Os recursos vêm do FGE (Fundo Garantidor à Exportação), e do próprio BNDES. A medida abrange negócios de todos os portes e produtos, oferecendo apoio para gastos operacionais e para a adaptação da produção, fortalecendo a economia nacional contra as medidas tarifárias.
Para Mauro Rochlin, economista e coordenador acadêmico da FGV (Fundação Geutilio Vargas), é necessário auxiliar os produtores brasileiros, mas, ao mesmo tempo, é necessário pensar nos impactos a longo prazo, com planos de pagamento dos empresários e organização para evitar danos às contas públicas.
“Então esse é um problema que a gente não pode deixar de encarar, não só a questão da sobrevivência das empresas, mas do impacto dessa ajuda em termos das contas públicas”, afirma o economista em entrevista ao Conexão Record News desta quinta.
Outro ponto de destaque levantando por Rochlin é que os setores de industrializados específicos podem ser mais afetados, pois funcionam por encomendas, baseadas nas necessidades dos EUA. Além da especifidade desses produtos, ele pontua que essa área gera um grande valor agregado, com um impacto importante no mercado de trabalho, necessitando de uma atenção do governo e do BNDES.
Além dos incentivos, o especialista lembra da importância da abertura de outros mercados para os produtos brasileiros apesar de desafios internacionais.
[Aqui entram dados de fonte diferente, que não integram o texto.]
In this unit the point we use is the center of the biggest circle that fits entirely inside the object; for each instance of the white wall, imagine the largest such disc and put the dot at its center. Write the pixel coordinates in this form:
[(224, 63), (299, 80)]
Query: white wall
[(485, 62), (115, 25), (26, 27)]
No entanto, ele enfatiza a necessidade da diversificação de parceiros e acende o alerta para o risco de uma dependência de apenas um mercado, como pode acontecer com o da China.
“A China vai passar a ter uma participação relativa maior nas nossas exportações. Essa é uma questão que não está se dando a devida atenção ainda, mas a concentração das nossas vendas em um só comprador também é um fator preocupante”, finaliza.